Interpretable bilinear attention network with domain adaptation improves drug–target prediction

• Published in: Nature machine intelligence Vol. 5; no. 2; pp. 126 - 136
• Main Authors: Bai, Peizhen, Miljković, Filip, John, Bino, Lu, Haiping
• Format: Journal Article
• Language: English
• Published: London Nature Publishing Group UK 01.02.2023; Nature Publishing Group
• Subjects: 631/154/1435/2418; 639/705/117; Adaptation; Classification; Datasets; Deep learning; Domains; Drugs; Engineering; Ligands; Neural networks; Performance prediction; Proteins
• ISSN: 2522-5839; 2522-5839
• DOI: 10.1038/s42256-022-00605-1

Predicting drug–target interaction is key for drug discovery. Recent deep learning-based methods show promising performance, but two challenges remain: how to explicitly model and learn local interactions between drugs and targets for better prediction and interpretation and how to optimize generalization performance of predictions on novel drug–target pairs. Here, we present DrugBAN, a deep bilinear attention network (BAN) framework with domain adaptation to explicitly learn pairwise local interactions between drugs and targets, and adapt in response to out-of-distribution data. DrugBAN works on drug molecular graphs and target protein sequences to perform prediction, with conditional domain adversarial learning to align learned interaction representations across different distributions for better generalization on novel drug–target pairs. Experiments on three benchmark datasets under both in-domain and cross-domain settings show that DrugBAN achieves the best overall performance against five state-of-the-art baseline models.

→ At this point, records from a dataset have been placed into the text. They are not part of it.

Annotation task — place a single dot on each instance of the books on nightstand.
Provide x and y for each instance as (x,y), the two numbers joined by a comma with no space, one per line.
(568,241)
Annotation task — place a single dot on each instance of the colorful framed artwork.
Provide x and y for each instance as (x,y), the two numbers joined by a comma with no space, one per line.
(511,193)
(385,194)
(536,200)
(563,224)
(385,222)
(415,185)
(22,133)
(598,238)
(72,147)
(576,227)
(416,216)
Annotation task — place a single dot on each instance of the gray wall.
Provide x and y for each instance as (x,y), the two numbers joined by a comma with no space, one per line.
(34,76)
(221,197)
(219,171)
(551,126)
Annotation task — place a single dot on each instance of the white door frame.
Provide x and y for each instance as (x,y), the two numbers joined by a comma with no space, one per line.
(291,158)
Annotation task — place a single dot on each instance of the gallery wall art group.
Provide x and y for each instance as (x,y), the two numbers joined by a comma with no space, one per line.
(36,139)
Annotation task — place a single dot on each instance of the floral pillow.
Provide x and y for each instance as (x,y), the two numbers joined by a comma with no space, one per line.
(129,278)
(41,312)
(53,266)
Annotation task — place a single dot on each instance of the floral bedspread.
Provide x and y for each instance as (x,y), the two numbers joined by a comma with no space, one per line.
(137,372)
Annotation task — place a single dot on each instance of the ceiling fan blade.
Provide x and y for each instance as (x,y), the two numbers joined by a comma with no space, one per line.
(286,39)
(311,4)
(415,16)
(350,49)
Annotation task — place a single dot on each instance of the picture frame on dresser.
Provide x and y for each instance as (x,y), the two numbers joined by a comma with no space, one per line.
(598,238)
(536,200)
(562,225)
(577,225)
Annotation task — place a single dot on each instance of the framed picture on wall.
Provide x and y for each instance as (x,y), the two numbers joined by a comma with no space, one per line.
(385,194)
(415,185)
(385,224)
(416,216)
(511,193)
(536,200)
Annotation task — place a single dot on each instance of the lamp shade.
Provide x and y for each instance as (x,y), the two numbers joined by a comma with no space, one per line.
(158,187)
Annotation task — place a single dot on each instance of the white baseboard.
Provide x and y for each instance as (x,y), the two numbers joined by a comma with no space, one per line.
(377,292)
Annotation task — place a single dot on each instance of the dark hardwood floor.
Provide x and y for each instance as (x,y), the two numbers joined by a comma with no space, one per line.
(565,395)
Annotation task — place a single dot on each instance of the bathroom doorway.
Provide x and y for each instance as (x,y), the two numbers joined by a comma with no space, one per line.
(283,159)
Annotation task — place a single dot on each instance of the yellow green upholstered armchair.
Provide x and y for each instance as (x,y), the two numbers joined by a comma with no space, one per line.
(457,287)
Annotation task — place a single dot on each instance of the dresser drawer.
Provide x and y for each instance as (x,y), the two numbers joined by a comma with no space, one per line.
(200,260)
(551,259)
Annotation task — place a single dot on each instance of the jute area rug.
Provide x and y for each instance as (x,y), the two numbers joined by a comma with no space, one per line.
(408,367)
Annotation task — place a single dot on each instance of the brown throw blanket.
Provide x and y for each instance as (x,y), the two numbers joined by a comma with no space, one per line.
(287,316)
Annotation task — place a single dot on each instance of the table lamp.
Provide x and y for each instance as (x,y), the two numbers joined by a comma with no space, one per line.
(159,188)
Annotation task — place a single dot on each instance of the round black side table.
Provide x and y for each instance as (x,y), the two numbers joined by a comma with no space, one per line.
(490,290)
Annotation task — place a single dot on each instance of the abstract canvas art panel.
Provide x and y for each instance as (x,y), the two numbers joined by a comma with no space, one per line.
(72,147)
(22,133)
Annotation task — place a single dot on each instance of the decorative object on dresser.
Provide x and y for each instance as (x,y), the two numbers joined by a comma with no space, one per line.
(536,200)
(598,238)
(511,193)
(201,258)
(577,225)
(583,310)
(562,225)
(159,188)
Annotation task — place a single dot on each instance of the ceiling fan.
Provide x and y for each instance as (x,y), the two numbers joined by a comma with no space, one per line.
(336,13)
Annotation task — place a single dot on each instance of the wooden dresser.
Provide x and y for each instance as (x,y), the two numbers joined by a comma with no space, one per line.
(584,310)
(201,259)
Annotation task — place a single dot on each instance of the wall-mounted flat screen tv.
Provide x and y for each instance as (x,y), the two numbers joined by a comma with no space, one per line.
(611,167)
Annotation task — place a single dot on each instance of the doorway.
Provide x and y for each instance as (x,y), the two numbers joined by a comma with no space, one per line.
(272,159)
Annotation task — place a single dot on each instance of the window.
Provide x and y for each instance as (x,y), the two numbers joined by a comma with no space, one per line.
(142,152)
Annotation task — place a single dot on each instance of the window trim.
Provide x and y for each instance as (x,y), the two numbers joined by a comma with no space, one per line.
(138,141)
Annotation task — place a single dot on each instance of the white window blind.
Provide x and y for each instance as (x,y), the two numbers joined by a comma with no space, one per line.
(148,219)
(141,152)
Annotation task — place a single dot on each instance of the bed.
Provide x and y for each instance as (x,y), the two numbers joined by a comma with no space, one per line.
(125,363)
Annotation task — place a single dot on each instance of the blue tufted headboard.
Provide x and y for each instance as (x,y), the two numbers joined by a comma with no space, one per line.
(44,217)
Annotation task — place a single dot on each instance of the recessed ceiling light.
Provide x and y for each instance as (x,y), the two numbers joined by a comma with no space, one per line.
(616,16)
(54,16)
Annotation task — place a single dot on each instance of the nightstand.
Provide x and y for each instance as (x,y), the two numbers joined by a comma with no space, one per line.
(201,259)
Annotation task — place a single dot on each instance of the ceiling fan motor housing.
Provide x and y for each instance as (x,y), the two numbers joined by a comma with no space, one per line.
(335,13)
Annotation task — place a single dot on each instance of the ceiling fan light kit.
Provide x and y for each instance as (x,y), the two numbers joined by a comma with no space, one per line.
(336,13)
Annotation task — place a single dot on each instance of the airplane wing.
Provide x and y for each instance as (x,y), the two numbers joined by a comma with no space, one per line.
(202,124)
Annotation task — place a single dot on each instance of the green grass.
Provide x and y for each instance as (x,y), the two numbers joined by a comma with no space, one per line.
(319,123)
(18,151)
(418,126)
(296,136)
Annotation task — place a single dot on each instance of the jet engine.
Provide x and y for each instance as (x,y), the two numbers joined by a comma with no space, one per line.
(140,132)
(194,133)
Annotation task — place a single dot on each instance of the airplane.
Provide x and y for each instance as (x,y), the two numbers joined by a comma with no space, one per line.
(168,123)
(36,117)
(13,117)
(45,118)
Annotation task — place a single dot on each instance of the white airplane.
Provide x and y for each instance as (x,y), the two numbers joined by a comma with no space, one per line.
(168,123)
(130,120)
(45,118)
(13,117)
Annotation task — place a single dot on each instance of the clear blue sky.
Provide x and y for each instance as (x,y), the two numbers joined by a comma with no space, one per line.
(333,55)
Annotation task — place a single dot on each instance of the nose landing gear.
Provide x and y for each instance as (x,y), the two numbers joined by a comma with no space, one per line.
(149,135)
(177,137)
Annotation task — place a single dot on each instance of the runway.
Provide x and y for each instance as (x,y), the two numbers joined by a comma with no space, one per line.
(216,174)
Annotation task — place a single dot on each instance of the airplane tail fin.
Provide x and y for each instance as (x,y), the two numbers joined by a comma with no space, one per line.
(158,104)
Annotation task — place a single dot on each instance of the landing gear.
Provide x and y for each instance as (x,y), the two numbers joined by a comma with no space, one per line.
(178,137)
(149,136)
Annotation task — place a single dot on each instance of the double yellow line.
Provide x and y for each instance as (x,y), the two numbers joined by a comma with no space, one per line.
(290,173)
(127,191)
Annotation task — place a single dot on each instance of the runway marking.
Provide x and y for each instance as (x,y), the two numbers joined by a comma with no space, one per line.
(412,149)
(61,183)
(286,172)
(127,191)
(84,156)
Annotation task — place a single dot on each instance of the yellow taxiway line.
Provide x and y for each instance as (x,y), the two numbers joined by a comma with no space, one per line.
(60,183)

Moreover, visualizing the learned bilinear attention map provides interpretable insights from prediction results. Predicting drug–target interaction with computational models has attracted a lot of attention, but it is a difficult problem to generalize across domains to out-of-distribution data. Bai et al. present here a method that aims to model local interactions of proteins and drug molecules while being interpretable and provide cross-domain generalization.